“He’s a gorgeous looking man with sexy eyes and a naughty smile. I fell in love with him very quickly and my friends were delighted with the sparkle that he brought into my life. But they all had a burning question: can you have sex?”

My fiancé is paralysed. Pretty much all over, not an awful lot of him actually works. We live a relatively normal life. We work around a routine of his care needs, sports and therapies that he enjoys – just normal everyday stuff.

He’s a gorgeous looking man with sexy eyes and a naughty smile. I fell in love with him very quickly and all my friends were delighted with the sparkle that he brought into my life. But they all had a burning question about the bubble of perfect love we found ourselves in: can you have sex?

People must look at him and wonder: “He has a high level spinal cord injury. Nothing functions below nipple level. So how on earth would he be able to perform in that department?”

Society still isn’t completely accepting of disability. We get looks and stares; some with admiration and full of love. Some bewildered and sad. Some with pity. Do they pity my life with him because they perceive that it cannot be complete?

His disability is obvious. You can see straight away that his hand and arm function is impaired. And because that’s the first thing you see, you may assume that not much else works properly either. So do you presume that, while we are clearly happy in our bubble of love, an important part of our relationship is missing?

Guess what? We have sex. Lots and lots of it! Ok, so things work slightly differently for him (we’ll get to that bit!), but the love and desire we both feel is just the same as any other couple.

Early on in our relationship, I had no idea what would be possible. His brain works perfectly well and he has wants and needs like any other man.

His neck and ears are particularly sensitive; I soon worked out that those areas are worth paying attention to! And with the aid of a little bit of medication, other bits can be encouraged to work too. He might not be able to feel them, but he can rise to the occasion whenever the occasion arises!

So that aspect of our life is normal-ish; we’ve never wasted time on consulting “50 Shades of Grey” for ideas, nor do we attempt gymnastics as part of our bedtime routine. We do what works for us; and we do it just like anybody else would.

When I first met him, many hours were spent trying to find out about his disability and whether love-making would be part of our life together.

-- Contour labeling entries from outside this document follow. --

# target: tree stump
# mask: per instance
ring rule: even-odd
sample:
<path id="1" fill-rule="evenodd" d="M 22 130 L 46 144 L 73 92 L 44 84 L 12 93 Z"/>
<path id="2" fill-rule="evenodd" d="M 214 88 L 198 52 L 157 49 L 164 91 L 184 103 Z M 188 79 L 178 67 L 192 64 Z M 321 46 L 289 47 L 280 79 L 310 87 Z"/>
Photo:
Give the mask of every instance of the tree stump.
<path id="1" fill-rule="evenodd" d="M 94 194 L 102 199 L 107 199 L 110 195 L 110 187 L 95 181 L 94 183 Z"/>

Google was not my friend because “sex” and “disability” are words that are rarely found in the same sentence. It’s sad that in an age of acceptance and liberation, people sometimes presume that because someone has an impairment – be it mental or physical – that sexual fulfilment and enjoyment are an impossible dream. Somehow society needs to challenge that perception and we need to accept that everyone can have the opportunity to embrace their natural instincts.

Although I am now used to my friends wanting to know endless details about my most intimate moments, I’m no clearer as to how everyone finds it okay to ask me about it! Do you ask your friends on a regular basis about their private assignations? Probably not.

But because my private life is undoubtedly different, there are apparently a million questions that require answering.

I haven’t yet been asked to share any of this precious information with passing strangers in the bread aisle of my local supermarket, but I’m almost certain that a few people are dying to ask! I feel it would be rude to pre-empt their curiosity with a coy smile and of whisper of, “Yes. We do. And it’s absolutely, totally amazing thank you!”, before I scuttle off towards the exotic fruit section.

Or is it me that has it wrong? Do I presume that everyone wants to know – that they are all curious about our sex life when, actually, they just look at us as two completely normal people, one of whom is in a wheelchair? They can see that we’re head over heels in love and that’s enough.

So while society needs to change its perceptions about sex and disability, I’m starting to think that maybe I should change mine too. My private life is just that; private. And while I perceive that you might want to know about it, in reality, I’m pretty sure you’re quite happy in your life without knowing too much!